During a recent address to the Fabian Society in London, Gordon Brown highlighted an issue that should be of major concern to most, if not all, western liberal democracies: the problem of how best to accommodate the ever-growing religious, ethnic and cultural minorities within their midst.
The British chancellor made reference to last year's London bombings, citing them as an extreme example of what can happen if groups of people feel they have little commonality with, or can bear no allegiance to, the larger community within which they were born and raised.
He said the perpetrators of the terrorist attacks were all British-born citizens who, despite being "apparently integrated into our communities", were prepared to "maim and kill fellow British citizens irrespective of their religion". Outlining what he feels needs to happen, Mr Brown said: "We have to be clearer now about how diverse cultures which inevitably contain differences can find the essential common purpose. . . without which no society can flourish." A laudable objective but, regrettably, he did not offer any realistic suggestions on how it might be realised.
Instead, Mr Brown went on to talk of patriotism, embracing the union flag and the notion of a "British Day" to celebrate national identity. Where Britain is concerned, at least, the answer is not to be found in any of those. The very absence of a feeling of loyalty to the nation, its people and its flag among sections of British society is a major part of the problem.
Advocating patriotism and flag-waving as some kind of solution to that is simply to confuse the desired goal with a means of achieving it. Besides, while reclaiming national symbols from racist bigots and thugs is essential, appearing to mimic right-wing elements will hardly help sell the idea of a new, all-encompassing, national identity to the marginalised.
Less realistic still was Brown's idea of an annual British Day to celebrate "British history, achievements and culture". Given Britain's colonial past and the ethnic origins of many of its present-day citizens, far from binding people together, large-scale public celebrations of historical events are more likely to cause further division.
History - which should not be denied, altered or contorted to suit contemporary circumstances - is seldom of any use in reconciling division. Having said all of that, Brown has at least raised an issue that many politicians throughout Europe have chosen to ignore or merely paid lip service to.
He has stated bluntly, and rightly, that it can no longer be the case that a society takes little or no account of the values and beliefs held by various minorities within its midst.
There simply cannot be an expectation that a minority "fits in" with a majority view in the hope that gradually and eventually it will be absorbed into a prevailing culture.

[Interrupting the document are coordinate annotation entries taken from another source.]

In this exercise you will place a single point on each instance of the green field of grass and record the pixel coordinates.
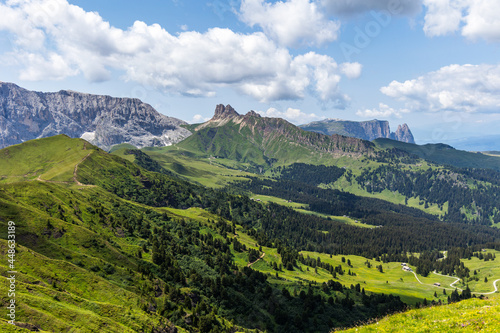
(393, 280)
(205, 170)
(472, 315)
(55, 162)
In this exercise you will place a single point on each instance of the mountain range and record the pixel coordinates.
(248, 223)
(366, 130)
(101, 120)
(106, 121)
(261, 141)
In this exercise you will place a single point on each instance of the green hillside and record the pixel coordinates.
(121, 245)
(49, 159)
(474, 315)
(444, 154)
(117, 248)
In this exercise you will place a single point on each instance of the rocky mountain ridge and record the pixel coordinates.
(101, 120)
(258, 140)
(366, 130)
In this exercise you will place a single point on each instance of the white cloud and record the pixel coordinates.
(383, 111)
(459, 88)
(291, 23)
(475, 19)
(293, 115)
(355, 7)
(56, 40)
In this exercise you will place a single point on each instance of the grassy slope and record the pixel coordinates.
(57, 289)
(473, 315)
(61, 281)
(51, 158)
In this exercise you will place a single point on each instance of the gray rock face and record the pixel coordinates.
(101, 120)
(366, 130)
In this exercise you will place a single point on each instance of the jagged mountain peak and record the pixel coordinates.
(403, 134)
(222, 112)
(366, 130)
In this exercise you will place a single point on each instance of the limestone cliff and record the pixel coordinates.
(101, 120)
(366, 130)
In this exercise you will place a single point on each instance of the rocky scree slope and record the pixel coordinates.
(101, 120)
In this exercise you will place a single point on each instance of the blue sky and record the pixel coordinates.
(433, 64)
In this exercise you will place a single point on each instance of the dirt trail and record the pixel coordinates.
(456, 280)
(76, 170)
(75, 180)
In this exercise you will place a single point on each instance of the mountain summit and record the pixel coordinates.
(101, 120)
(366, 130)
(258, 140)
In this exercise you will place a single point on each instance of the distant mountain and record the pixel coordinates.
(101, 120)
(261, 140)
(366, 130)
(444, 154)
(483, 143)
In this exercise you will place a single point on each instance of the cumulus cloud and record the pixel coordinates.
(460, 88)
(383, 111)
(475, 19)
(291, 23)
(355, 7)
(293, 115)
(56, 40)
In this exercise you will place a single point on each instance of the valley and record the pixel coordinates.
(181, 238)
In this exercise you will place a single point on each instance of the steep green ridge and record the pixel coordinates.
(50, 159)
(443, 154)
(94, 255)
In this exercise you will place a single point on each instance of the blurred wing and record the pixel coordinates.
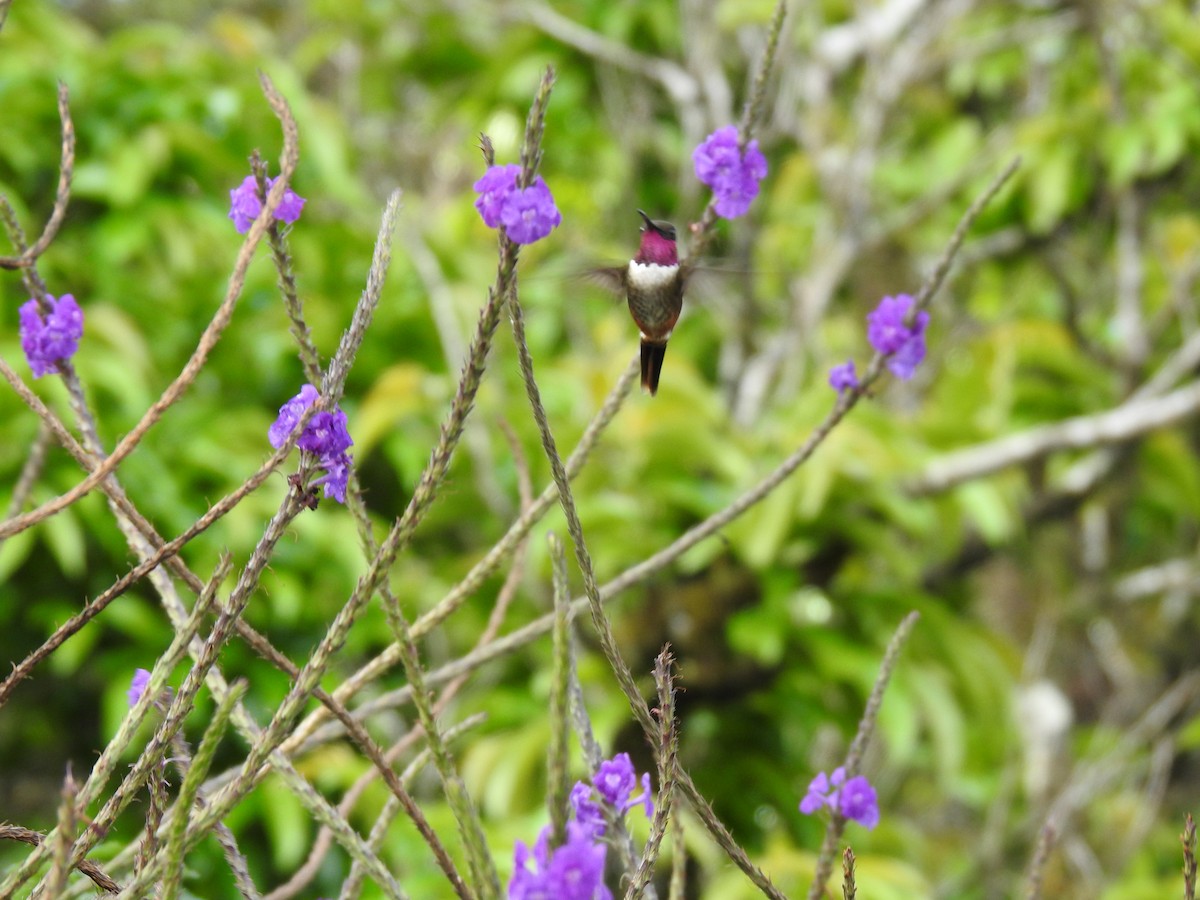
(610, 277)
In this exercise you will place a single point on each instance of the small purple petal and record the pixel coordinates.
(844, 377)
(245, 205)
(587, 813)
(493, 187)
(615, 780)
(733, 177)
(529, 215)
(857, 802)
(289, 414)
(137, 688)
(47, 341)
(905, 347)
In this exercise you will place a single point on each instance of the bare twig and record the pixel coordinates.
(29, 256)
(16, 833)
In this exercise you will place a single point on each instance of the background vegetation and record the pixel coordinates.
(1053, 675)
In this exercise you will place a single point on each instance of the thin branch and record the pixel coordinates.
(24, 835)
(208, 340)
(29, 256)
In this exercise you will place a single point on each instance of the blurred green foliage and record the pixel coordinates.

The obvious discontent of many British-born citizens - children and grandchildren of migrants - and the number and diversity of new arrivals shows that gradual absorption does not work and even if it did, is not remotely feasible.
Somewhat ironically, Britain is probably better equipped than most nations to tackle the problem of finding - or creating - a common ground that can be happily shared by diverse groups of people with many differing viewpoints. Its very foundations, after all, were laid on the neighbouring and closely related, but nonetheless different, cultures of England, Scotland, Wales and Ireland.
Today, though local allegiances remain, they are all but superseded by loyalty to the collective political and social entity of Britain.
As well as that, Britain has a history of managing to successfully integrate settlers from most of its former colonies - as well as from virtually every other part of the world.
Undoubtedly, though, Britain's greatest asset in this regard lies in the character of its people: their laid-back, liberal attitude, and culture of tolerance and moderation.
I can think of nowhere else in the world where protesters can openly burn the national flag with little chance of being arrested and even less of being assaulted by irate members of the public. Though legislation alone can solve nothing, it is worth noting that Britain has some of the most stringent anti-racism and anti-discrimination laws in Europe.
Ultimately, however, the answer to developing a broad national identity that all but the most unreasonable can embrace must lie within society itself.
An all-inclusive national debate about what it means to be British needs to take place, in tandem with an audit to discover all the different ways British people define their nationality. People need an opportunity to explain the aspects of Britishness they can readily identify with and those they cannot, and the government needs to hear their views.
Civic, religious and political leaders of every shade must be encouraged to go to their local communities, ask pertinent questions, and report their findings to central government and its agencies. It is only from a basis of having such knowledge that an all-inclusive national identity can be constructed.